Me, I don’t have anywhere I want to go other than into the garden, to putz around in the dirt, in the mini-world of withering daffodils and regal tulip stems and greening rose bushes. Nearly every morning I fill the wheelbarrow with garden tools and watering cans and roll over to the two flower beds I have husbanded through the winter to see what has sprung up or blossomed overnight. Gardeners will know what I’m talking about – the rest of you will think I’m a bit daft – but the world of the garden is a world of its own. The trick is to tighten your focus, think small, and get down into the dirt for a spell.
A garden is filled with life and none of it talks back to you or gives you attitude about not being able to conjugate the German version of the verb “to be” in all its various and completely mind-numbing variety. The inhabitants of the garden are grateful for your attention, happy to see you each morning when you feed and clean and water them, when you pick the broken shards of last-night’s beer bottles from between their leaves, or remove the soggy, half-filled containers of take-out Chinese food from under their stems, or rake away the piles of cigarette butts that singed and burned them through the course of the night as the local revelers sat or stood or collapsed drunk upon their leaves and blossoms.
Being a gardener in the city presents special challenges. It’s one thing to have a garden on your balcony or in your back yard – it’s another thing entirely to tend to your little green universe when it sits smack dab in the middle of the city, in a public park, in the most favorite late-night drinking spot in town.

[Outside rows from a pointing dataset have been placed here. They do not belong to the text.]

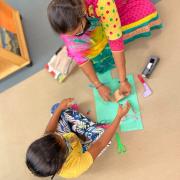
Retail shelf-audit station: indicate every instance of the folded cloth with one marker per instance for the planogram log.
(60, 65)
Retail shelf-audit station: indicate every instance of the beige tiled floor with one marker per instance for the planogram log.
(153, 153)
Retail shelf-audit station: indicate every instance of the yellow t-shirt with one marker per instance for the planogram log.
(77, 162)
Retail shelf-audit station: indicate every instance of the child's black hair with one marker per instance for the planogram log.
(65, 15)
(45, 156)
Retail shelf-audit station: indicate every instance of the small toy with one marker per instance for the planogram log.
(147, 90)
(150, 66)
(120, 146)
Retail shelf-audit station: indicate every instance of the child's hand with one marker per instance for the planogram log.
(66, 103)
(123, 110)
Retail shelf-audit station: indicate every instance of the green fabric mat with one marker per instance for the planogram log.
(106, 111)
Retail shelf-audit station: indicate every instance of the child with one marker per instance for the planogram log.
(95, 32)
(61, 150)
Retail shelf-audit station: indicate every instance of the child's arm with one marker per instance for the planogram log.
(52, 125)
(101, 143)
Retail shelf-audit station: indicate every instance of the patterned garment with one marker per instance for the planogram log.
(72, 121)
(113, 23)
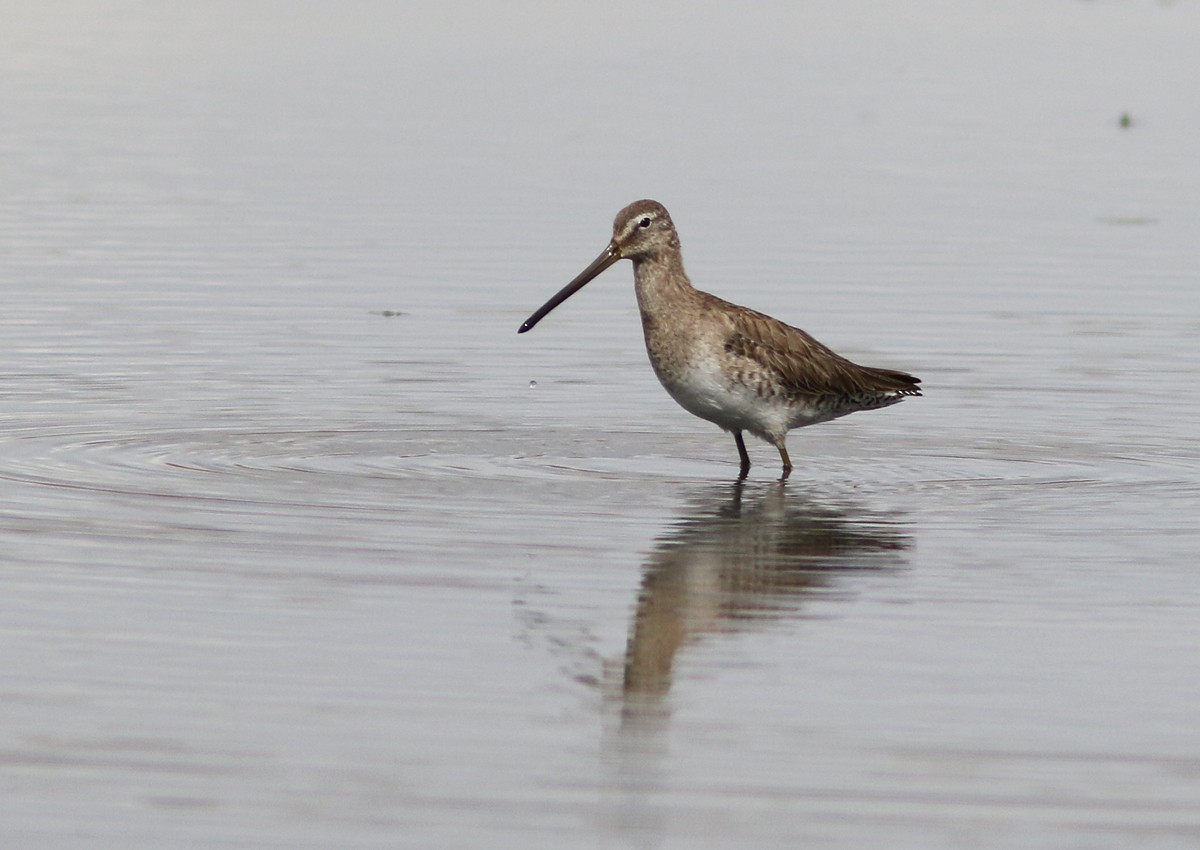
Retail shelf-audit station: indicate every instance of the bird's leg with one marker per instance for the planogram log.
(783, 454)
(743, 455)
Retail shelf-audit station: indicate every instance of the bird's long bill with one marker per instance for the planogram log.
(610, 256)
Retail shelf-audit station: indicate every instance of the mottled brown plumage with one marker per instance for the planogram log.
(733, 366)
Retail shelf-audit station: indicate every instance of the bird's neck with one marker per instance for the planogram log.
(661, 283)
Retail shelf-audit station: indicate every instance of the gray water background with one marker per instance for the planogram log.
(303, 546)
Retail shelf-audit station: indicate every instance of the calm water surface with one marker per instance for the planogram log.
(303, 546)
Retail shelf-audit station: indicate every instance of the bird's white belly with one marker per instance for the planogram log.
(737, 402)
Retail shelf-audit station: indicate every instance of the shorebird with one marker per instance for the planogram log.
(731, 365)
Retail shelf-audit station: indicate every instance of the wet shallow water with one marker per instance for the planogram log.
(304, 546)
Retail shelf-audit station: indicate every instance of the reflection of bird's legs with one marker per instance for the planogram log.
(743, 455)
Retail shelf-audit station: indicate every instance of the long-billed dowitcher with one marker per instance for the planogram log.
(733, 366)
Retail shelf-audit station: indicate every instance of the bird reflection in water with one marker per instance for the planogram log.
(742, 555)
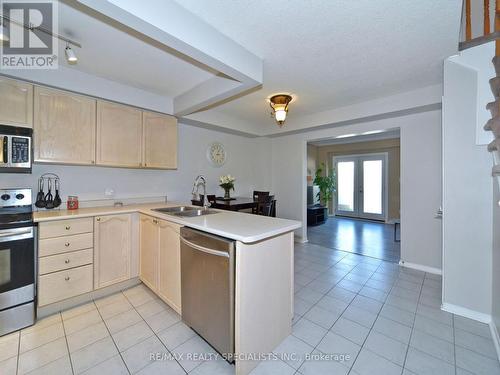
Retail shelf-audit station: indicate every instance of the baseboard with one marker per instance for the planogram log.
(299, 239)
(466, 313)
(495, 336)
(420, 267)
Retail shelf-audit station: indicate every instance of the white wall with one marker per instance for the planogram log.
(248, 160)
(495, 291)
(467, 198)
(420, 183)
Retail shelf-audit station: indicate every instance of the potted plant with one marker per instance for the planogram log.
(227, 183)
(326, 184)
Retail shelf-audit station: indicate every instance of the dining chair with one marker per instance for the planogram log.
(257, 196)
(265, 205)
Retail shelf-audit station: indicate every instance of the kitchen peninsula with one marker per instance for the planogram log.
(98, 250)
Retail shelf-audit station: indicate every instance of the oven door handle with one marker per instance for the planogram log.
(16, 234)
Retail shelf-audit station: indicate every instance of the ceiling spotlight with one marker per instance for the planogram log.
(279, 104)
(70, 55)
(4, 37)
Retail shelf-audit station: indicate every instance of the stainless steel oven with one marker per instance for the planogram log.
(15, 149)
(17, 260)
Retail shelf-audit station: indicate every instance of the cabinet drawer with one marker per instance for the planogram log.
(60, 285)
(64, 261)
(58, 245)
(66, 227)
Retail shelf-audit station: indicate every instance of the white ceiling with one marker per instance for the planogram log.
(112, 53)
(333, 53)
(356, 138)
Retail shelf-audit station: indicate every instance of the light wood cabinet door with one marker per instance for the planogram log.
(149, 252)
(160, 141)
(169, 285)
(64, 128)
(112, 249)
(119, 135)
(16, 103)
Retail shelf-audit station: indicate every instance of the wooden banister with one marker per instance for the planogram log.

I’ve been looking forward to Spring. I don’t know how many more dull, gray days with occasional afternoon or evening showers I could have taken. At the same time, the gardener in me was anxious. With the sunny days and warm nights comes the inevitable migration of the barbarians. Like many of us, they have spent the winter hold up in front of their TV sets, lusting after Germany’s Next Top Model, and counting the days until they can once again do their drinking out in the streets where it belongs.
For the city gardener these first warm days mark the start of the body count that will continue through the Spring and into Summer and late Fall when once again folks will retreat back into their homes to fatten up for the coming year. Every morning when I roll that wheel barrow home, it is filled with the casualties of the previous night’s entertainments. A handful of tulips that will never see the light of day, branches and stems and seedlings that barely had a chance to green before they were trampled or bathed in stale beer or Jagermeister.

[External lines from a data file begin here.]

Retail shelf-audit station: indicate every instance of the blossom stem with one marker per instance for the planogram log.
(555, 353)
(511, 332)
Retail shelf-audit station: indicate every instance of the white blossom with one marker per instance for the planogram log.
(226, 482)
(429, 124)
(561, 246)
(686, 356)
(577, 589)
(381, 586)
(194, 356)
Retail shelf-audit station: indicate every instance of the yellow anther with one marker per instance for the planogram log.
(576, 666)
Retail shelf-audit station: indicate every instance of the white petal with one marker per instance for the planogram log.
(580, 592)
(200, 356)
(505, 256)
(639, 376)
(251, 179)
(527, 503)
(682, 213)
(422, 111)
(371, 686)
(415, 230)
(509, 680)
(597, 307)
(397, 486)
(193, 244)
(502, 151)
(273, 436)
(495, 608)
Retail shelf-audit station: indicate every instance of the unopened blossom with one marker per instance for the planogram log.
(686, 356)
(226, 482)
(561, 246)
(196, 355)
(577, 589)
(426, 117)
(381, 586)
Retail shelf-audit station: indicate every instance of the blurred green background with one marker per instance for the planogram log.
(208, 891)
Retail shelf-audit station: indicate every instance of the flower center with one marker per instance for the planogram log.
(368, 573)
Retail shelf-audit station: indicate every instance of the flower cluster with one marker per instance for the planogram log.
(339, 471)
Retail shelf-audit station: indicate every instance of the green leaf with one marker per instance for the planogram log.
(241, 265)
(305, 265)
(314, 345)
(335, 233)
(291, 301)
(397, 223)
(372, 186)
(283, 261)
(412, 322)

There’s no rhyme or rationale to it – some perish and some survive. Even the flowers stuck deep in the garden away from the perimeter, the ring of death, where the revelers plop down each night, aren’t necessarily safe. A wine bottle tossed back into the green can be a deadly missile, tearing off body parts or crushing the very young.
But there are also survivors, like this one small, wild rose, which for some reason has withstood season after season of the onslaught more or less intact. It is a straggly thing, with branches shooting here and there, it’s a mess really, but I am reluctant to prune it or do anything really other than give it a drink now and then. I don’t want to mess with its Mojo.
The sun is up and another Spring day is about to begin. It’s also the weekend so I’ll have a little more time than usual to tend to the plants. I don’t know what I’ll find when I go out there this morning, how many casualties from the previous night I’ll find. But chances are most of the garden will have survived to see another day. It’s Springtime after all and the flowers are happy for the extra hour or two of sunshine in which to bathe and grow and live another day.